The Easy Part of Impossible - Sarah Tomp Page 0,67

lot like adrenaline. Except warmer, and deeper. Like hope, even if she wasn’t sure what she wanted.

“I wish I could see you dive,” he said as he buckled into the seat beside her.

Ria bit her lip, thinking. “I could do that. If you’re serious.”

“Isn’t it too cold? And dark?”

“Not everywhere.”

Thirty-One

Ria parked on the street, amid the dark, hulking buildings. As they approached the dry gym, she took deep breaths, scolding her thumping heart into behaving. This used to be one of her favorite places. She hated the way her nerves now felt jagged, and adrenaline waves sizzled and popped throughout her bloodstream.

The key was still hidden in the fake rock beneath the bush. She’d been the one to put it there. She was probably the only one who’d ever used it. The team spent enough grueling hours inside, no one else wanted to go to the dry gym more than Benny required. It had never been enough for her. She’d always wanted more. Here she was again, feeling eager and impatient.

She jiggled the key as she turned it, pressing her shoulder against the metal frame. Then the door opened and the smell of the gym—the dust of chalk, and the metal of the equipment, mixed with a hint of sweat and Bengay and something else, unidentifiable yet always there—stopped Ria in the shadowed opening.

“Is anyone here?” Cotton whispered behind her, warm and close.

“No.” She could feel the emptiness. The wide expanse of the place. No rustles or movements. No music. No creaking of the trampoline springs or ka-thump-bump-bump of the dry board. They were alone. The space was dim—the only light came from the front glass doors and the vents along the back wall where Benny had knocked out the metal grates.

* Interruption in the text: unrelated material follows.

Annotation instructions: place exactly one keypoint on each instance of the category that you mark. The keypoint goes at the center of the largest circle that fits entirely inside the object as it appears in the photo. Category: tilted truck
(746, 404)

It was cold, too. Eventually he would turn on heating fans and lamps, but that would be later, in full-blown winter. Until then, he’d make them work for warmth. They’d practice in mittens and head wraps, leggings and scarves; anything to keep the chill away.

Unless he was with her and the NDT. Then this place would be an empty warehouse.

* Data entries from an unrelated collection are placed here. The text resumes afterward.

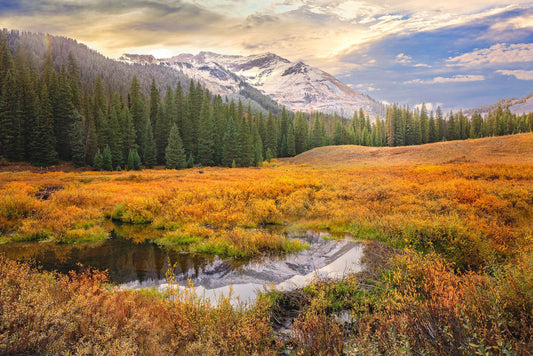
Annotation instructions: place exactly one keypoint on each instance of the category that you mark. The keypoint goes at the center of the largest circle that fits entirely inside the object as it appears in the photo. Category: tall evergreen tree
(149, 149)
(76, 140)
(44, 144)
(175, 154)
(107, 161)
(206, 141)
(230, 146)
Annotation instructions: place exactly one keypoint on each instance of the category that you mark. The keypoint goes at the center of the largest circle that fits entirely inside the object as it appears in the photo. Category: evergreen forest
(52, 108)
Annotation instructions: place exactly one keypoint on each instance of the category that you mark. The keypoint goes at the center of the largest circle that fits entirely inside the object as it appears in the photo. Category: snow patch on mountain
(298, 86)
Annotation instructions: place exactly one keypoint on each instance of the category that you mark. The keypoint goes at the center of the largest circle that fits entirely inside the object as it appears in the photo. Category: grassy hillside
(512, 149)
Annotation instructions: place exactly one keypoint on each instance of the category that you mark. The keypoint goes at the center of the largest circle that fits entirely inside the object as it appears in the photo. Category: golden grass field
(513, 149)
(456, 273)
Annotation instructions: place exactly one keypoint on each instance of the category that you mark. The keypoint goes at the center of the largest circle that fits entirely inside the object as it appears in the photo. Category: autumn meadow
(449, 260)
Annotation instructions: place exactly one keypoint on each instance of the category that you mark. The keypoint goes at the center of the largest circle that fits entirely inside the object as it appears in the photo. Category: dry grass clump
(44, 313)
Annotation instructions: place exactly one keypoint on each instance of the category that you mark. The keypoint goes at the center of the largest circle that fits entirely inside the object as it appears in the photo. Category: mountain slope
(298, 86)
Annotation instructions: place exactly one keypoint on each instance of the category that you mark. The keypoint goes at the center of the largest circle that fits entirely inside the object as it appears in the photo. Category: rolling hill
(512, 149)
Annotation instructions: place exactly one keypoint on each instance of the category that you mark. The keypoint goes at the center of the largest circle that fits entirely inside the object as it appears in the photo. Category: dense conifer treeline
(51, 112)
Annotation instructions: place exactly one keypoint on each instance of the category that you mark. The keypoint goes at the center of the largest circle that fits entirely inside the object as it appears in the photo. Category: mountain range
(296, 85)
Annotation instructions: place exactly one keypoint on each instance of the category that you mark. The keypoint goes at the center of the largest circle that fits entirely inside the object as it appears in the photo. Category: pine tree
(424, 125)
(134, 160)
(10, 120)
(63, 114)
(230, 147)
(175, 154)
(155, 103)
(301, 132)
(76, 141)
(258, 146)
(107, 162)
(169, 117)
(149, 150)
(206, 141)
(291, 140)
(271, 136)
(98, 161)
(316, 134)
(44, 144)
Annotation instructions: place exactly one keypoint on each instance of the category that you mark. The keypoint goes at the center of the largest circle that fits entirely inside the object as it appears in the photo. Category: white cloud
(518, 74)
(497, 54)
(407, 60)
(459, 78)
(429, 106)
(455, 79)
(403, 58)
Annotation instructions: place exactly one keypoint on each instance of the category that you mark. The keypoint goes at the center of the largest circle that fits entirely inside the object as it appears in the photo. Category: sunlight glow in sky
(456, 53)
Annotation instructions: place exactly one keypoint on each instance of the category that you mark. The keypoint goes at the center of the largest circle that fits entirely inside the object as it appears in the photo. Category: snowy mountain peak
(296, 85)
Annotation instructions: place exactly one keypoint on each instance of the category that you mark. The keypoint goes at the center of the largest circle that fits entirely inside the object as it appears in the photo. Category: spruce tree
(134, 160)
(149, 150)
(76, 140)
(301, 132)
(107, 161)
(98, 161)
(44, 144)
(230, 148)
(206, 141)
(175, 154)
(271, 136)
(291, 141)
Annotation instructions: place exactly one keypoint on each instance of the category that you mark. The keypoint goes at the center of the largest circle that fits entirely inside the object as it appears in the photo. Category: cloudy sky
(454, 53)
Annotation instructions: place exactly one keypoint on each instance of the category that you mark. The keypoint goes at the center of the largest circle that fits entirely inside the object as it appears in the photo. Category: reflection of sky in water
(144, 264)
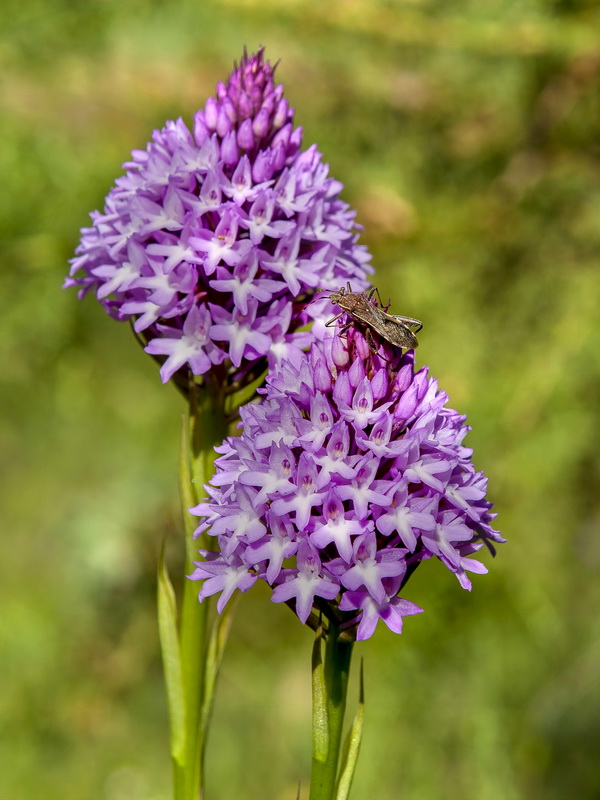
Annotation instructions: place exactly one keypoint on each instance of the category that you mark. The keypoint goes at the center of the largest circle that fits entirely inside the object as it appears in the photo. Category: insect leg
(333, 319)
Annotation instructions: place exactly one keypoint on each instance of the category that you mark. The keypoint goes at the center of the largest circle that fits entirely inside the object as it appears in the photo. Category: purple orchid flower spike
(356, 470)
(229, 225)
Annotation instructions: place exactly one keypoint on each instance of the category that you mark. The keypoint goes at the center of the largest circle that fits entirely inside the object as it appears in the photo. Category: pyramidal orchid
(215, 237)
(350, 473)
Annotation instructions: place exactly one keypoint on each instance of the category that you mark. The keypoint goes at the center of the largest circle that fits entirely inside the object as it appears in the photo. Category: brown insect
(373, 316)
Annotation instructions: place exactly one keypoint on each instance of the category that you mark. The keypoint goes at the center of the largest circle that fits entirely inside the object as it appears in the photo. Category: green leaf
(187, 489)
(352, 745)
(214, 654)
(319, 696)
(169, 645)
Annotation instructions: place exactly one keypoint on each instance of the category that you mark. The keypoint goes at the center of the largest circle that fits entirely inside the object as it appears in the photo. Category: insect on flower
(373, 316)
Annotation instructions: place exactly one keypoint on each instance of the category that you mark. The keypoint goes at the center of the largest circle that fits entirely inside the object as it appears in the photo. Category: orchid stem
(330, 687)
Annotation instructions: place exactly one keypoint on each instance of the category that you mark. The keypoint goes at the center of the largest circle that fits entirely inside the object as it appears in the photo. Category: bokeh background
(467, 135)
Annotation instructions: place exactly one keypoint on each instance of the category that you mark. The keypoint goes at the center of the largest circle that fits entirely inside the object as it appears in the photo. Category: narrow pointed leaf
(319, 697)
(352, 745)
(214, 654)
(169, 645)
(187, 490)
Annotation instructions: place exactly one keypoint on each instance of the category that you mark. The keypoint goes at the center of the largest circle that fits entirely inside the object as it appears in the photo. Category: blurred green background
(467, 135)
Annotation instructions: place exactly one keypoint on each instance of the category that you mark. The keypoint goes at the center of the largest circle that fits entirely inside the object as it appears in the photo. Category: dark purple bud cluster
(214, 240)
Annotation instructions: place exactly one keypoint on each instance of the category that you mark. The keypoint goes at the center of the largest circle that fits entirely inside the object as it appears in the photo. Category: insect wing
(397, 332)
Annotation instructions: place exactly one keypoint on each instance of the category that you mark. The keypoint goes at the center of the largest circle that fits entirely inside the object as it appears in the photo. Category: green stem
(207, 427)
(330, 687)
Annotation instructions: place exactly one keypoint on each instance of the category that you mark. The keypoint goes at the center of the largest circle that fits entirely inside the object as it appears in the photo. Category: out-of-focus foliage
(468, 138)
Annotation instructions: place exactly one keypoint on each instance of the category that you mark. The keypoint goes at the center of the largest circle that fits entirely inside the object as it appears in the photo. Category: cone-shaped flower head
(214, 238)
(348, 474)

She kicked her shoes off by the door and Cotton did the same. The words GOOD*BETTER*BEST were still scrawled across the walls in black paint, but the first two words were slashed with red, making them irrelevant. There was only room for the BEST here.

“This is interesting.”

“Yeah?” She tried to see it through Cotton’s eyes. The three trampolines, the row of weight machines, the mats on the floors, the walls, everywhere.

“Is this legal?”

“Us being here?”

“This place. All this stuff. It looks so dangerous.”

“It’s safe.”

And yet, it wasn’t the same gym she saw in her mind. Maybe it was the cold and the dim. Or the oppressive silence, broken only by the sound of their socks slipping along the mats. It seemed smaller than it used to be. Or emptier. Dingier and dustier. It’s not like she’d ever thought it was pristine, or even civilized, but now it looked more off-color, one step closer to condemned than she remembered.

Cotton picked up a competition manual. He’d found the one thing to read in here.

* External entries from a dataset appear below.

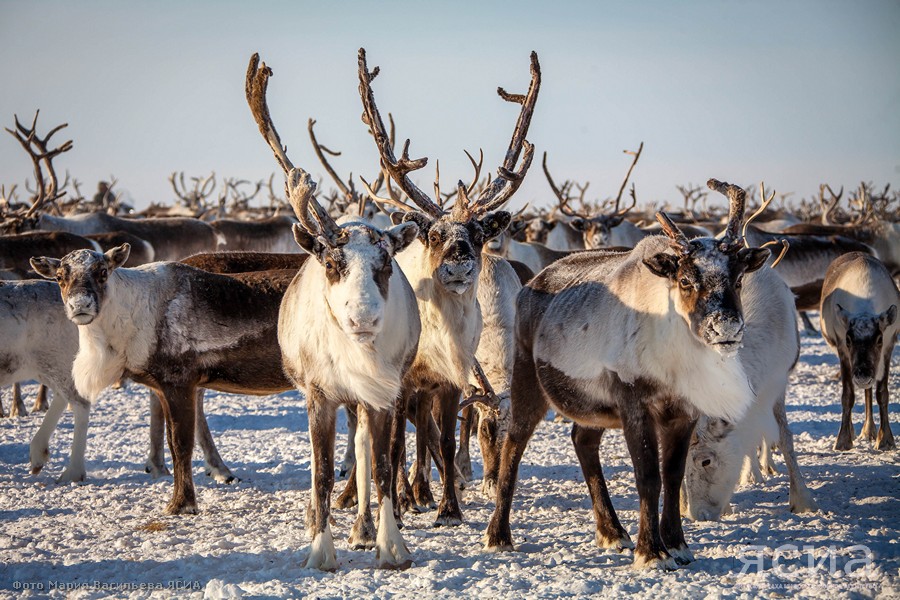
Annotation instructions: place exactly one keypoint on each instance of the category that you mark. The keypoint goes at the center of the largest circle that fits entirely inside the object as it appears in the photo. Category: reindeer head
(538, 229)
(83, 277)
(705, 276)
(864, 340)
(454, 240)
(598, 229)
(358, 265)
(357, 259)
(711, 470)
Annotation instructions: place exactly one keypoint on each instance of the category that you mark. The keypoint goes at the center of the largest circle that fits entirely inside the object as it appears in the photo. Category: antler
(28, 137)
(562, 193)
(399, 170)
(736, 200)
(637, 155)
(299, 184)
(508, 180)
(829, 208)
(678, 239)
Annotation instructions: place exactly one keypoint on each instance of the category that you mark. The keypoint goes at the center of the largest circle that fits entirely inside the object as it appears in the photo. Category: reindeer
(173, 328)
(443, 267)
(769, 352)
(348, 331)
(271, 234)
(645, 340)
(858, 317)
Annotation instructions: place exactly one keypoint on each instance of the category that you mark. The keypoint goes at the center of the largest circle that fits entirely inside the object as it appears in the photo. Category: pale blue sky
(795, 92)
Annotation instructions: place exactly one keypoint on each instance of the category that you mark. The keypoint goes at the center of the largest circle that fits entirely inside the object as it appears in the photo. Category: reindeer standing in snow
(645, 340)
(858, 316)
(443, 266)
(348, 331)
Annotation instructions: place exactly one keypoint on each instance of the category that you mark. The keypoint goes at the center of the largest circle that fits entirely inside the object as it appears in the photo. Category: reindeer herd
(407, 307)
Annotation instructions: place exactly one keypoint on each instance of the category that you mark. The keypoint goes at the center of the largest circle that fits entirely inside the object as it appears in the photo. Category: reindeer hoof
(682, 555)
(648, 562)
(619, 543)
(843, 445)
(72, 476)
(362, 536)
(885, 443)
(448, 518)
(187, 508)
(495, 547)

She slipped past the row of cubbies, and into Benny’s office. This was the place where he plotted and planned for each meet, compulsively checking scores and rankings.

“Which of your dives has the highest degree of difficulty?” Cotton called to her.

“Springboard or platform?” She opened the top drawer of Benny’s desk, but there were only pens and scrap paper. Ria pulled out a plastic bag holding at least fifty Sharpies.

“Springboard.”

Distracted, trying to sort through the papers in the second drawer, she said, “Probably one of my twisters.” The degree of difficulty was a way to measure a dive’s challenge. The higher the points, the harder to be perfect.

“What’s its dive number?”

She couldn’t find the NDT paperwork. Benny had given her the packet of information, but she didn’t have the paper she’d signed. She wasn’t sure where he fit into the words and lines of promises.

“If it’s a twister, I’m assuming it starts with a five.”

“You already know more than most people.” It was funny that he found the order and math of diving so interesting.

“Can you do a four hundred one dive?” He stepped inside the office, holding the open book.

“It’s a four-oh-one. Basic inward. You could do that dive.”

“No. I don’t think I could.”

Ria wanted a copy of that agreement, free of her parents’ eyes. Even if it was too complicated to read. Cotton could have helped her.